Crumley has signed on about 20 people who will grow hemp specifically for Founder’s using the poultry industry model in which farmers build the chicken house and a well, and poultry companies supply chicks and then transport grown chickens to meet their fate. Crumley supplies his farmers with the seed then takes the harvest to market.

Waylon Saunders plans to grow 10 acres of hemp on his 200-acre farm near Asheboro. He’s a third-generation farmer who also joined Crumley, a longtime family friend, as director of farm operations at Founder’s. “Hemp is gonna be big,” Saunders says. “It’s my opinion that, in three to five years, it’s gonna be the biggest crop in North Carolina.”

Crumley broke ground in December on the state’s first processing plant that will turn hemp into food — hemp can be used in products such as milk and cereal. It’s in Asheboro, where he’s lived since he graduated from law school.

Perlowin, too, has big plans for his processing plant in Spring Hope. “Everyone said, ‘Go to Colorado where pot’s legal,’” he says. “But North Carolina can outproduce Colorado any day. Colorado is not an agricultural state. North Carolina is.”

His company owns 3,000 acres, including 1,000 purchased in January, for growing hemp in eastern North Carolina. He also expects people “from all over the country” to attend his Hemp University classes starting this month in Spring Hope.

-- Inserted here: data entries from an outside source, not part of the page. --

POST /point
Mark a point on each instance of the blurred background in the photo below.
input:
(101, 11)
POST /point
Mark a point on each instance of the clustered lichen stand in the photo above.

“I’m pretty famous in this sector,” Perlowin says. After founding cannabis penny stock Medical Marijuana Inc. in 2009, he left to create Hemp Inc. in 2011. He purchased the Spring Hope plant, the largest natural fiber manufacturing and processing plant in North America, where he plans to employ 100 people though the plant is not yet operational. Hemp Inc. has lost more than $25 million over the last four years and its shares traded for 5 cents in late January. “The company has generated lots of press releases and additional shares but little in terms of revenue,” according to cannabis industry analyst Alan Brochstein. Federal securities regulators filed a complaint last summer against Perlowin, accusing him of selling hundreds of millions of unregistered shares.

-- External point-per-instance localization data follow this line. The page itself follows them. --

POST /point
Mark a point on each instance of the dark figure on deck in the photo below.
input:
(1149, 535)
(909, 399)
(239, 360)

The next hurdle for hemp is logistical — when the U.S. outlawed the crop, the government destroyed all of the seed stock. In addition to importing seeds, Crumley is asking N.C. farmers who have signed on to put hemp into their crop rotation and see which varieties are the most successful. The response has been encouraging. So many farmers wanted to attend his November information session, Crumley had to move it to a bigger venue.

Once hemp is reputable again, there are many possibilities. The people of Robbins in Moore County could decide to change the town’s name: Before the crop was outlawed, it was known as Hemp, N.C.

If Crumley has his way, the entire state will soon think highly of hemp.